Wanneer ik de structuur van kosmos nog verder benader, lijkt het mij eenvoudiger om een beetje dichter bij huis te blijven. Ik kan hier ongetwijfeld weer alle Rozekruizersgeheimen en inwijdingsgeheimen gaan opsommen. Ik kan vertellen over het stralend middelpunt, het golvende rijk der werkelijkheid, de maagd die daaromheen zit, de spiegelsfeer die eruit ontstaat, maar is dat erg reëel? Ik meen dat ook dat maar een systeem is, een denkwijze. Laat ik het proberen te zeggen vanuit mijn wereld. Dat is gemakkelijker voor mij en voor u is het waarschijnlijk wel te vatten.
U zit net op de grens van twee werelden op dit ogenblik, want u zit in de materie. Dan zeg ik dit:
Wanneer ik vanuit een wereld van vormen ga naar een wereld, waarin een warreling van kleuren is, dan leef ik opeens anders. Ik zie anders. Ik voel anders. Ik denk en spreek anders. Toch ben ik ergens mijzelf, want ik weet ook dan nog hoe ik geleefd heb op een stoffelijke wereld.
In mij verknopen zich nu de beelden van hetgeen ik stoffelijk ben geweest, hetgeen ik in Zomerland ben geweest en heb gedaan. Wat ik heb gedaan in die wereld van al die kleuren en daarbij voegt zich weer het beeld van hetgeen ik bv. in het witte licht onderga. Er ontstaat dus in mij een soort lijn, waardoor ik al die dingen met elkaar verbind. Het is mijn ervaren, het is mijn beleven. Je kunt zeggen: Ik ben op aarde geweest, dus ik weet precies hoe het is om te leven als een aardworm – een aardworm is iemand die vaak aan een mens doet denken, hij gaat rustig verder als hij zijn kop kwijt is. Alleen weet hij dan niet meer waar naartoe.

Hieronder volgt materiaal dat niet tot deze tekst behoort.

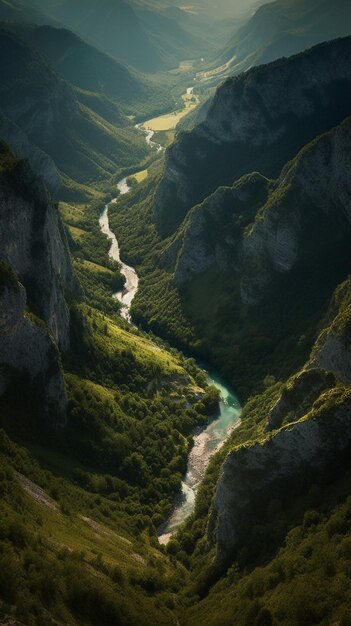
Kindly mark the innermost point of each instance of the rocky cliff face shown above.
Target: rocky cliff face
(310, 429)
(306, 217)
(35, 272)
(262, 231)
(251, 127)
(285, 462)
(213, 230)
(33, 242)
(40, 162)
(28, 350)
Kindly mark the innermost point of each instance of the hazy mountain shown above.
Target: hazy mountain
(114, 27)
(283, 28)
(91, 70)
(22, 11)
(44, 106)
(250, 127)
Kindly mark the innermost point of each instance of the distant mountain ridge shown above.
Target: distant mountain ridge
(284, 28)
(249, 126)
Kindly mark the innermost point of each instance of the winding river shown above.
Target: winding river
(125, 295)
(209, 440)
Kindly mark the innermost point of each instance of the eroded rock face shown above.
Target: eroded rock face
(309, 211)
(298, 396)
(256, 122)
(252, 476)
(32, 241)
(35, 270)
(27, 348)
(41, 163)
(213, 229)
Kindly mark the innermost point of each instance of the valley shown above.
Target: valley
(175, 313)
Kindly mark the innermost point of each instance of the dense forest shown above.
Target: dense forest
(175, 402)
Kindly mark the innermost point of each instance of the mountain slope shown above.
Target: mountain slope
(83, 145)
(249, 126)
(283, 28)
(89, 69)
(114, 28)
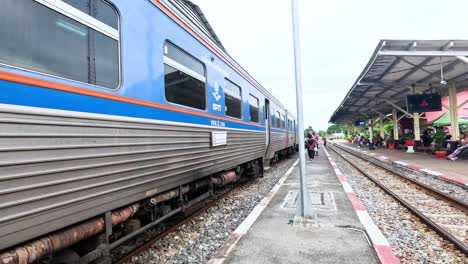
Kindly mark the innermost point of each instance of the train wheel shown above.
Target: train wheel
(66, 256)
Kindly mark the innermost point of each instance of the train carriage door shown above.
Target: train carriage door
(267, 123)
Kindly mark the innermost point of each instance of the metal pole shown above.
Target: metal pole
(303, 206)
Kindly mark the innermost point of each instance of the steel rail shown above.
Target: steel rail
(127, 259)
(450, 199)
(442, 232)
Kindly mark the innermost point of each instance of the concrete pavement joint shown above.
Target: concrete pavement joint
(380, 244)
(221, 255)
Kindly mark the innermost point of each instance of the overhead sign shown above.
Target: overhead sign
(423, 103)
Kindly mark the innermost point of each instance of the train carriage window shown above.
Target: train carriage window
(272, 118)
(233, 99)
(253, 108)
(184, 78)
(98, 9)
(37, 37)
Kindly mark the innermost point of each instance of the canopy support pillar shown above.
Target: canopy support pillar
(395, 124)
(382, 129)
(416, 131)
(454, 112)
(371, 136)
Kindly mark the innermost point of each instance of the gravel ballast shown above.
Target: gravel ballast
(412, 241)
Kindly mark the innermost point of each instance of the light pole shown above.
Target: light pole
(303, 206)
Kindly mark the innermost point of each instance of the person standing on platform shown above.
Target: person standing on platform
(311, 146)
(316, 143)
(460, 149)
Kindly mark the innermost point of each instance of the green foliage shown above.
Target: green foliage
(308, 130)
(439, 138)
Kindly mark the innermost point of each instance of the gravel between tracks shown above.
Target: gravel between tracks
(412, 241)
(197, 241)
(452, 189)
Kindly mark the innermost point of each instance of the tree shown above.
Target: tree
(308, 130)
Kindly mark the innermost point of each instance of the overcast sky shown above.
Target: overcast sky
(337, 40)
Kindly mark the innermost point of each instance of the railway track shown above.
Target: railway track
(210, 203)
(176, 224)
(446, 215)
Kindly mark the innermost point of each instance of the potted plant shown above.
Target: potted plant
(409, 142)
(391, 144)
(439, 139)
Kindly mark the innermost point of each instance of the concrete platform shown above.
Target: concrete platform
(333, 235)
(456, 171)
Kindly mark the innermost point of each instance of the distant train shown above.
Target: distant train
(108, 104)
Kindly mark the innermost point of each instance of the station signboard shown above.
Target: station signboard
(423, 103)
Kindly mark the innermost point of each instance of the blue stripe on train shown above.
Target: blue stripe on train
(25, 95)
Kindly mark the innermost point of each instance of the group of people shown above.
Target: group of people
(312, 144)
(463, 146)
(362, 140)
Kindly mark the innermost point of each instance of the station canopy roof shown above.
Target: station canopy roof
(395, 68)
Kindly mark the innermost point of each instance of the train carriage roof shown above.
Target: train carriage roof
(197, 20)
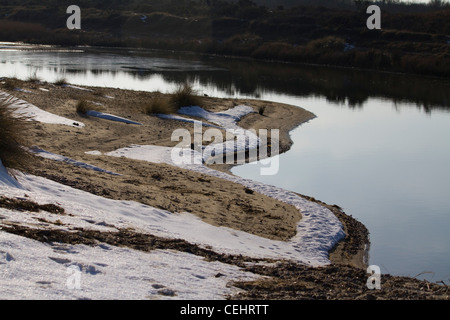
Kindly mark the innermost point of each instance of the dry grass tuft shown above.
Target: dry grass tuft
(186, 96)
(160, 105)
(83, 107)
(61, 82)
(12, 127)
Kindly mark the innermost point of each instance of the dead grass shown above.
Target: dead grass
(12, 153)
(83, 107)
(61, 82)
(186, 96)
(11, 84)
(160, 105)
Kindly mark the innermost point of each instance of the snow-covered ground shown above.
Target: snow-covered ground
(33, 270)
(33, 113)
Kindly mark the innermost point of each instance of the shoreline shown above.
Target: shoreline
(349, 254)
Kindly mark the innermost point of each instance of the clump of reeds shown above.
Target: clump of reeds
(160, 105)
(186, 96)
(61, 82)
(11, 84)
(83, 107)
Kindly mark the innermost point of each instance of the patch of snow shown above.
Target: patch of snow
(6, 179)
(110, 117)
(36, 271)
(33, 113)
(317, 233)
(94, 153)
(183, 119)
(56, 157)
(75, 87)
(226, 120)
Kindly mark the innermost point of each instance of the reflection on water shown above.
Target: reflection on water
(379, 147)
(229, 77)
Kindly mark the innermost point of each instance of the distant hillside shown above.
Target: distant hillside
(414, 38)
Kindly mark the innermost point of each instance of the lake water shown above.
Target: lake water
(379, 147)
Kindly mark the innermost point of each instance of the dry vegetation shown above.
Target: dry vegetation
(184, 96)
(414, 38)
(12, 153)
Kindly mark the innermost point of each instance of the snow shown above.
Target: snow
(66, 272)
(107, 272)
(56, 157)
(33, 113)
(226, 120)
(317, 233)
(111, 117)
(33, 270)
(6, 179)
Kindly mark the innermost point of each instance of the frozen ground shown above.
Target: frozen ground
(34, 270)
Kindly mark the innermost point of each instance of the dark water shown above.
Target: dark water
(379, 147)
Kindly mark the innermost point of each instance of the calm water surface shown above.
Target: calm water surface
(379, 147)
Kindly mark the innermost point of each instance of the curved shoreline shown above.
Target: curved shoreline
(348, 252)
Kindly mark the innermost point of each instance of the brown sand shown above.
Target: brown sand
(215, 201)
(218, 202)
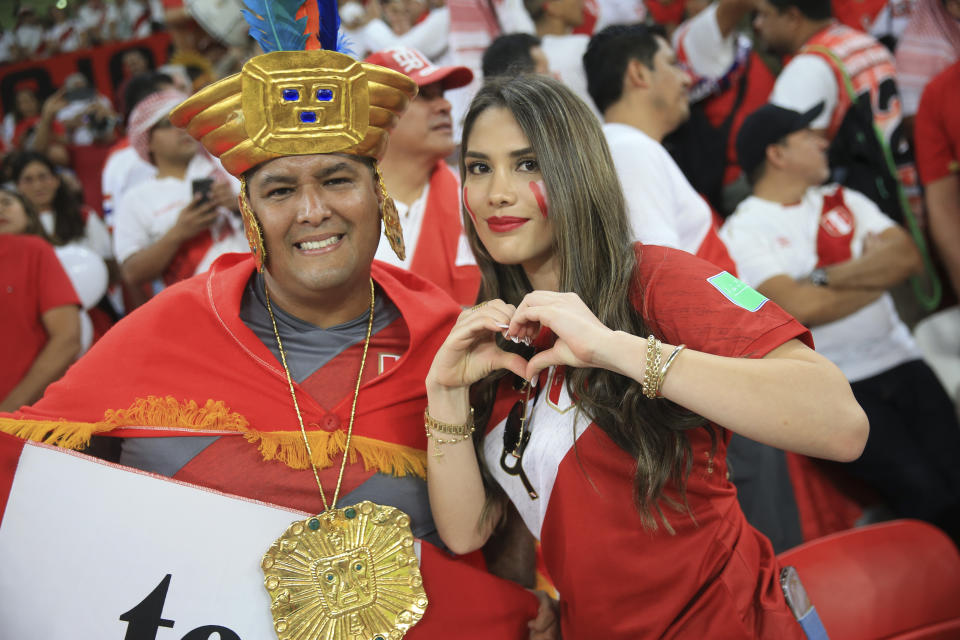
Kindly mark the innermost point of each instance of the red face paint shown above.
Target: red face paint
(466, 205)
(541, 195)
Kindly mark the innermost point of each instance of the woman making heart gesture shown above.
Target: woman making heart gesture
(643, 360)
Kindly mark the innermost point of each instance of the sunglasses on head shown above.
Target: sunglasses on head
(516, 435)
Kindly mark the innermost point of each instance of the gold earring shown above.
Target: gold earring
(252, 228)
(391, 219)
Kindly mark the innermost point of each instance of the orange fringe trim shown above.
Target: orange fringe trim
(284, 446)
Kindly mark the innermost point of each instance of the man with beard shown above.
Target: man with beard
(426, 191)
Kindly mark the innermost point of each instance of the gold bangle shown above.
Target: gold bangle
(433, 424)
(666, 366)
(651, 372)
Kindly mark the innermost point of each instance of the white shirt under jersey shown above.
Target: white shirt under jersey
(708, 53)
(123, 169)
(565, 57)
(806, 81)
(768, 239)
(411, 220)
(150, 209)
(662, 206)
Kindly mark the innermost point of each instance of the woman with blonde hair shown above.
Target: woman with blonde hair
(610, 437)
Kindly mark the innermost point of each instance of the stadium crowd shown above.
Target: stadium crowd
(805, 148)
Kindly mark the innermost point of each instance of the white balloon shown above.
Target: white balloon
(86, 332)
(87, 272)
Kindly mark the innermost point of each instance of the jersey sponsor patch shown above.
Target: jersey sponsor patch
(737, 291)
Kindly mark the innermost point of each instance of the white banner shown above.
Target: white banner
(90, 550)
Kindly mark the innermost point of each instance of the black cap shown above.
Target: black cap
(768, 125)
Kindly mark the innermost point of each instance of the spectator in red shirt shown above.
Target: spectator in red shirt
(937, 136)
(426, 191)
(40, 325)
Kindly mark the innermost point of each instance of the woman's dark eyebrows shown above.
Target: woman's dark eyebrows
(519, 152)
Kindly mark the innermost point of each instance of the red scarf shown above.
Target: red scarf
(436, 253)
(186, 364)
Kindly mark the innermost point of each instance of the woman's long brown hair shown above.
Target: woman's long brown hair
(597, 261)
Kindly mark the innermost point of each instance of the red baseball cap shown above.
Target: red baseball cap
(418, 68)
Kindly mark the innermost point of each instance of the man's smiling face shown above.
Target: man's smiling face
(321, 224)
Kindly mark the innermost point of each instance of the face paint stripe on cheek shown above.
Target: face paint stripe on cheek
(466, 205)
(540, 193)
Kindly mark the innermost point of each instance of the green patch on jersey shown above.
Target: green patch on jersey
(737, 292)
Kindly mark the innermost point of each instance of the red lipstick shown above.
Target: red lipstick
(502, 224)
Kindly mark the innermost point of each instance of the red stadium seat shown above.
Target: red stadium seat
(896, 580)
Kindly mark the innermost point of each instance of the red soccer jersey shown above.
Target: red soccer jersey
(937, 127)
(717, 577)
(31, 282)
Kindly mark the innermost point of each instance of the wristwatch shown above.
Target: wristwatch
(819, 277)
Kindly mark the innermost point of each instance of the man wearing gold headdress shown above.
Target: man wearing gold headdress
(305, 355)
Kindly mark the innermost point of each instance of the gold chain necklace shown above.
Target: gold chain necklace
(344, 574)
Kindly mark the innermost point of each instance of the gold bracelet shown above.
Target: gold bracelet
(450, 429)
(666, 366)
(460, 432)
(652, 370)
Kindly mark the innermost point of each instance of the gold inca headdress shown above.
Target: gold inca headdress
(294, 102)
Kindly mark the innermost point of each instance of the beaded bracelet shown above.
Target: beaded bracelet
(651, 373)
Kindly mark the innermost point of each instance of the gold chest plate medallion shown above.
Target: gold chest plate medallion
(346, 574)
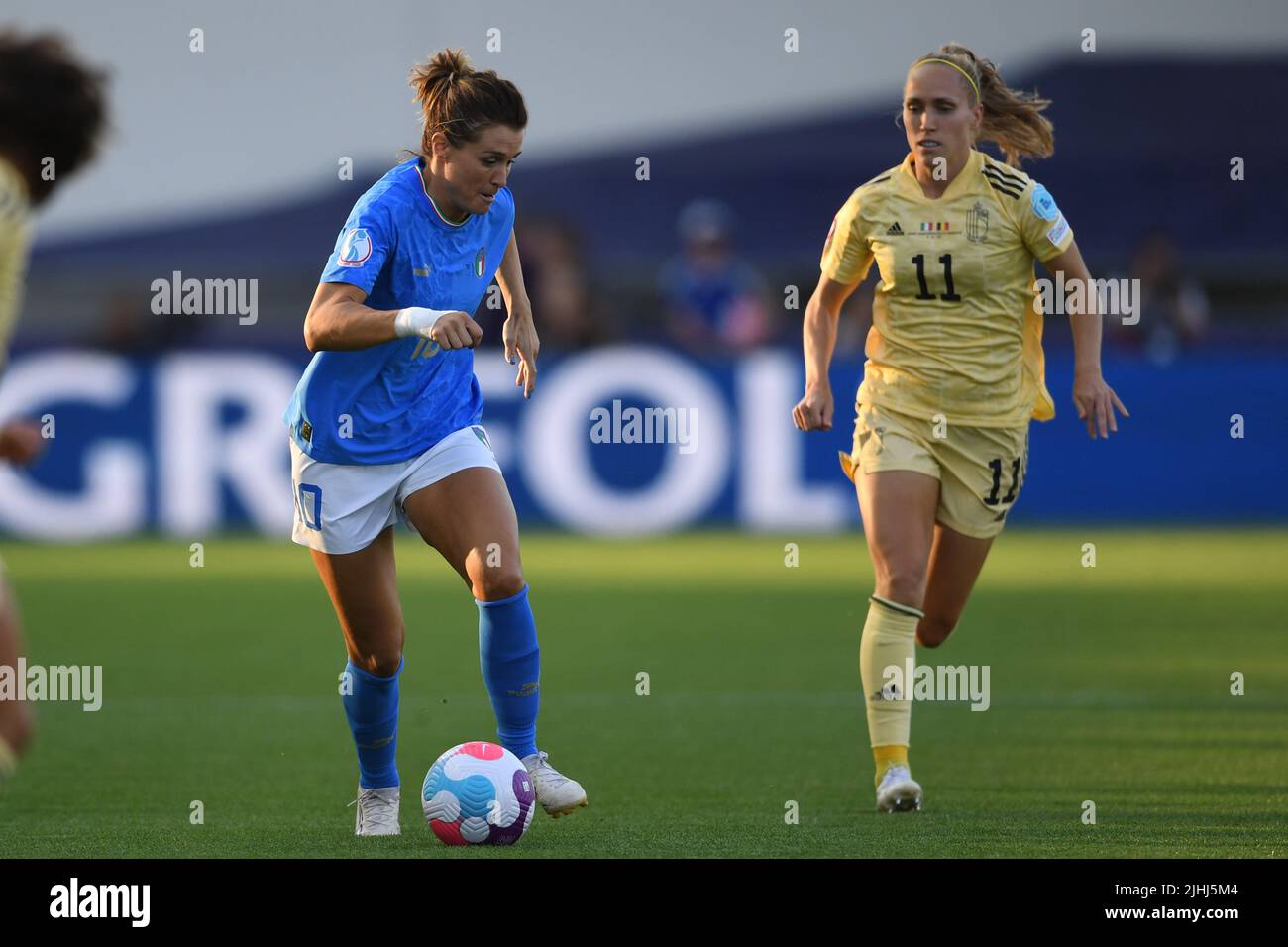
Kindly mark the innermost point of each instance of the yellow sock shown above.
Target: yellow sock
(888, 757)
(889, 639)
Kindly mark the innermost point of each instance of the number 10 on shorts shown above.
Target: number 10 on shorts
(308, 504)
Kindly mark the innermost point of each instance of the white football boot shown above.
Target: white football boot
(377, 812)
(898, 789)
(555, 791)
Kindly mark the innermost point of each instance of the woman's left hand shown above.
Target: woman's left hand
(1096, 402)
(520, 338)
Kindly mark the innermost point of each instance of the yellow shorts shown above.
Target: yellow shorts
(980, 471)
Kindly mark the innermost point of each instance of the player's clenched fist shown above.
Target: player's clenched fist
(814, 411)
(451, 330)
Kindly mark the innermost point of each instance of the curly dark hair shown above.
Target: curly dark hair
(52, 106)
(460, 101)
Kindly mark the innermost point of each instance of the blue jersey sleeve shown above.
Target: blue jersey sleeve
(364, 245)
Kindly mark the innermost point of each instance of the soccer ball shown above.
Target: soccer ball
(478, 793)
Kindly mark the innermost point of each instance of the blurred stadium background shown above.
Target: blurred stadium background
(1109, 684)
(226, 162)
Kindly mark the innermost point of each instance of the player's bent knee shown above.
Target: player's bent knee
(382, 663)
(906, 587)
(496, 582)
(932, 630)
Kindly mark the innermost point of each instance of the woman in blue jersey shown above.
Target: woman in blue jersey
(385, 421)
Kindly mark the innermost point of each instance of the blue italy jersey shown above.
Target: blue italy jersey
(397, 399)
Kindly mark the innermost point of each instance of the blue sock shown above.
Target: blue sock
(511, 669)
(372, 706)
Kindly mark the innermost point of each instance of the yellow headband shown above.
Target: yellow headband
(945, 62)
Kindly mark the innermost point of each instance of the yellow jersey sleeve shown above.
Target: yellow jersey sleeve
(848, 254)
(14, 245)
(1044, 230)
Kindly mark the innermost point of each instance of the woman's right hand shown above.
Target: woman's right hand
(455, 330)
(814, 411)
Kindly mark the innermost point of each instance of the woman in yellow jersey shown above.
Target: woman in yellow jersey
(953, 368)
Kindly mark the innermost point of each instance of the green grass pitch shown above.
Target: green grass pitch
(1109, 684)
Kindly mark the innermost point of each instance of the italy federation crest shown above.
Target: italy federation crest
(977, 223)
(356, 248)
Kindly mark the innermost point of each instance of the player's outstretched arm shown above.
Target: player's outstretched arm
(519, 333)
(1091, 395)
(338, 321)
(814, 411)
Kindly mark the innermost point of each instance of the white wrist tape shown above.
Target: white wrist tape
(416, 321)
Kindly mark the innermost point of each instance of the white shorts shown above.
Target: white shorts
(343, 508)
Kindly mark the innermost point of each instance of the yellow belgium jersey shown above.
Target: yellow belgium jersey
(14, 245)
(956, 318)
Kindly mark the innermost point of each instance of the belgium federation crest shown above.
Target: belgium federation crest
(977, 223)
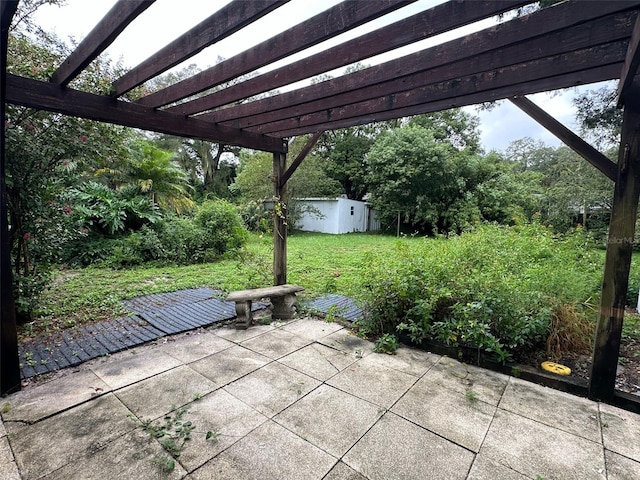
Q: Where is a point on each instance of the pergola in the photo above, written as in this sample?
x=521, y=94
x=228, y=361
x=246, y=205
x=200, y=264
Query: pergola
x=573, y=43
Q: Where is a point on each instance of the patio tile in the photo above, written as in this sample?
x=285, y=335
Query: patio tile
x=534, y=449
x=343, y=472
x=618, y=426
x=195, y=346
x=132, y=366
x=8, y=467
x=484, y=468
x=232, y=334
x=373, y=382
x=43, y=447
x=330, y=419
x=621, y=468
x=272, y=388
x=318, y=361
x=270, y=452
x=397, y=448
x=460, y=377
x=229, y=365
x=554, y=408
x=223, y=414
x=348, y=342
x=276, y=343
x=35, y=402
x=156, y=396
x=447, y=413
x=313, y=329
x=132, y=456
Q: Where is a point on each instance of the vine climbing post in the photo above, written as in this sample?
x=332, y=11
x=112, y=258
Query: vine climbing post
x=279, y=220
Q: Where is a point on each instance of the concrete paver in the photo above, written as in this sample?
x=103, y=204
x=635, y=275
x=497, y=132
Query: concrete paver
x=397, y=448
x=318, y=404
x=463, y=420
x=330, y=419
x=537, y=450
x=557, y=409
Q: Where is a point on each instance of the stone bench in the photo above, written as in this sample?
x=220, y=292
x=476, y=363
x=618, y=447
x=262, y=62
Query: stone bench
x=282, y=297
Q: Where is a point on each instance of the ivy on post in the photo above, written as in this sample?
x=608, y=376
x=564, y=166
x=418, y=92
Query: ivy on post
x=618, y=259
x=279, y=220
x=9, y=362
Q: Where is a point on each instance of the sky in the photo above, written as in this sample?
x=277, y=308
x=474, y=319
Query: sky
x=163, y=22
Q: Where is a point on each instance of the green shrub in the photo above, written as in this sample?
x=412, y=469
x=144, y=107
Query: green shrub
x=222, y=227
x=495, y=289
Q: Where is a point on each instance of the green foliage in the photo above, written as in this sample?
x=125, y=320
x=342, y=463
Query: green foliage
x=387, y=343
x=495, y=289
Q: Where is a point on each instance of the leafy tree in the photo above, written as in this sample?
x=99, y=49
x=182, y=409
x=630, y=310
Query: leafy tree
x=43, y=150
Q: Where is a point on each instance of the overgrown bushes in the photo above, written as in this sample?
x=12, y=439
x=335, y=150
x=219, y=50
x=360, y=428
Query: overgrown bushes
x=213, y=231
x=496, y=289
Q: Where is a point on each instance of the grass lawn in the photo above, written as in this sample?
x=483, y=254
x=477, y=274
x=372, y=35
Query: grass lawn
x=319, y=262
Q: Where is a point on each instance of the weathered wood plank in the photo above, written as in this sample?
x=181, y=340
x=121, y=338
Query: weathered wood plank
x=567, y=15
x=229, y=19
x=103, y=34
x=51, y=97
x=280, y=220
x=9, y=361
x=631, y=63
x=618, y=257
x=301, y=156
x=573, y=141
x=439, y=19
x=598, y=74
x=502, y=78
x=340, y=18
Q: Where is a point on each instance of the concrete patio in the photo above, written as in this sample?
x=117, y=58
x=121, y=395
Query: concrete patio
x=307, y=400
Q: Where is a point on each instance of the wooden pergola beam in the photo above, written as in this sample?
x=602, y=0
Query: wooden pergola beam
x=573, y=141
x=522, y=54
x=51, y=97
x=439, y=19
x=509, y=35
x=597, y=74
x=620, y=241
x=284, y=178
x=228, y=20
x=570, y=66
x=631, y=63
x=342, y=17
x=102, y=35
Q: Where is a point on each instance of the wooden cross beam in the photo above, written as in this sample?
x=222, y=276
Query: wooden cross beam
x=573, y=141
x=112, y=24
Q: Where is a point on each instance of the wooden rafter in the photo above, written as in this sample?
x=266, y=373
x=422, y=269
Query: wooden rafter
x=342, y=17
x=228, y=20
x=112, y=24
x=501, y=80
x=51, y=97
x=631, y=63
x=582, y=148
x=488, y=45
x=593, y=75
x=439, y=19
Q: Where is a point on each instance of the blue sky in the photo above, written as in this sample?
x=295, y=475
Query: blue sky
x=163, y=22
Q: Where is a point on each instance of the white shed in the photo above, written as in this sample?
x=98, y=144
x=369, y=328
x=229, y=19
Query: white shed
x=337, y=215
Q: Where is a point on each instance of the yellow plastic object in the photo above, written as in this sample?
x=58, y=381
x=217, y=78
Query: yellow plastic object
x=556, y=368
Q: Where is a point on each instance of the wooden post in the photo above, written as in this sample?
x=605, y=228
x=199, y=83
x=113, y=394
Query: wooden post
x=9, y=361
x=618, y=259
x=279, y=220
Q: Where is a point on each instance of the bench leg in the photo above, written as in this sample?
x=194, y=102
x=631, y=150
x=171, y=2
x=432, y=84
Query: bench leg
x=284, y=306
x=244, y=315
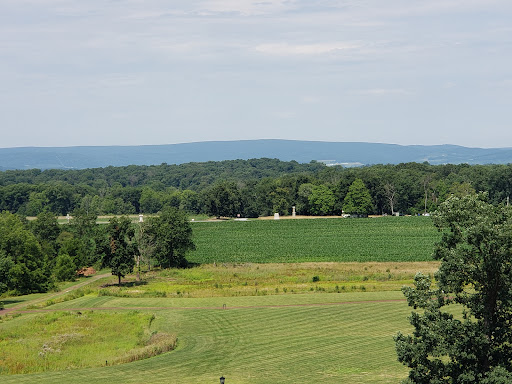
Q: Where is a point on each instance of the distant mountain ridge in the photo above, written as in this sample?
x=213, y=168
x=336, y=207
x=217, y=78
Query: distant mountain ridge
x=344, y=153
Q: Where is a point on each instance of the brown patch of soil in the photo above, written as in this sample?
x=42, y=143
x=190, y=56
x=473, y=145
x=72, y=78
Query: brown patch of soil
x=89, y=271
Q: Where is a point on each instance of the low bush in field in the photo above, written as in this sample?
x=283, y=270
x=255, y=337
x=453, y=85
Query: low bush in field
x=250, y=279
x=70, y=340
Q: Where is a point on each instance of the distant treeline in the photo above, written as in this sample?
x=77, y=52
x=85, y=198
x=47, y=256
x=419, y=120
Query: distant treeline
x=248, y=188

Het wezen dat ik ben vormt eenvoudig van elk deeltje van het Goddelijke – dat kenbaar is geworden in het ik – een beeld. Maar in de wereld is God niet denkbaar. Nou is dat het gekke. Wij spreken over God, maar Hij is niet beleefbaar. Hij is alleen maar een abstractie, die pas werkelijk wordt, wanneer wij uit die stoffelijke wereld komen, al is het maar in Zomerland. Of al is het maar in een schaduwwereld. Laat staan als wij verdergaan. In de materie zie ik God altijd als een projectie van mijzelf, maar dat is logisch. Want in die wereld kan ik alleen maar afmeten wat er in de verschillende werelden bestaat. Ik ben de factor in de materie die alles samenvoegt. Ik ben tot op zekere hoogte zelfs de wet. Maar gelijktijdig is mijn weg bepaald.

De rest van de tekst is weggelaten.